Barriers to Affordable Childcare
As the cost of doing business increases, childcare programs must increase their rates. For childcare staff, food costs, utilities, lease/mortgage costs and insurance rates are steadily rising
“To sustain business, these rising costs have to be absorbed somewhere,” Yates said. “At the same time, we are not seeing the average salary for early childhood educators increase.”
This leads to high rates of turnover, which can result in classrooms or entire programs closing if there aren’t enough people to meet licensing requirements for ratios. This vicious cycle requires outside intervention in the form of national and local legislation. Some states do provide programs that aim to support families with childcare costs.
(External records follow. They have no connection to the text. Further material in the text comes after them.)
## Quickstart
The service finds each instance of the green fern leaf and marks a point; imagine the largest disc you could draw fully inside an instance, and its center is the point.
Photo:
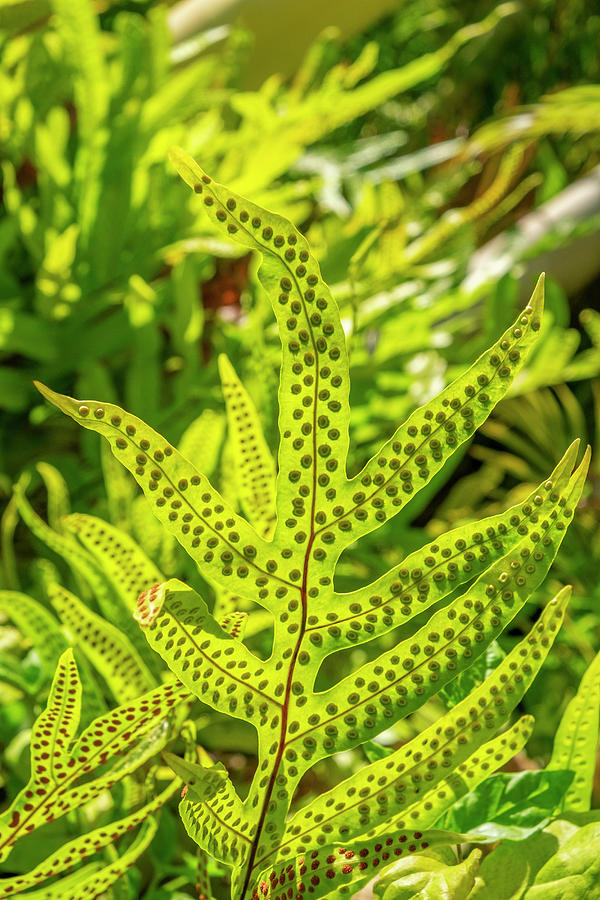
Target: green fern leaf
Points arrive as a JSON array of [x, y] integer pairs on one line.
[[81, 848], [37, 625], [94, 880], [576, 741], [290, 570], [58, 761], [107, 648]]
In Minnesota, where Yates is based, some families may qualify for childcare assistance or early learning scholarships to help pay for care. Minnesota leaders also passed a law that creates a “sliding scale” approach where families, regardless of income, pay no more than 7 percent of their annual income toward child care.
Advice for Families
There is no easy solution for the childcare crisis that many families are facing. Yates offered suggestions for families who are struggling:
- Explore Subsidies for Childcare Expenses
Sometimes, families think they won’t qualify, and don’t apply. Do your research! Find out income eligibility guidelines in your area. - Talk to Your Employer
Ask your employer if they offer a pre-tax dependent care benefit. - Research Childcare Program Scholarships
Some childcare programs offer private scholarships. Other community-based organizations may provide scholarships to families participating in their programming. - Share Your Story With State Leaders
Many elected officials don’t hear from their constituents. What you see as a critical issue may not be known to them or may not be at the top of their list. Call, write, and visit them if you can and share your story. Invite others to do the same.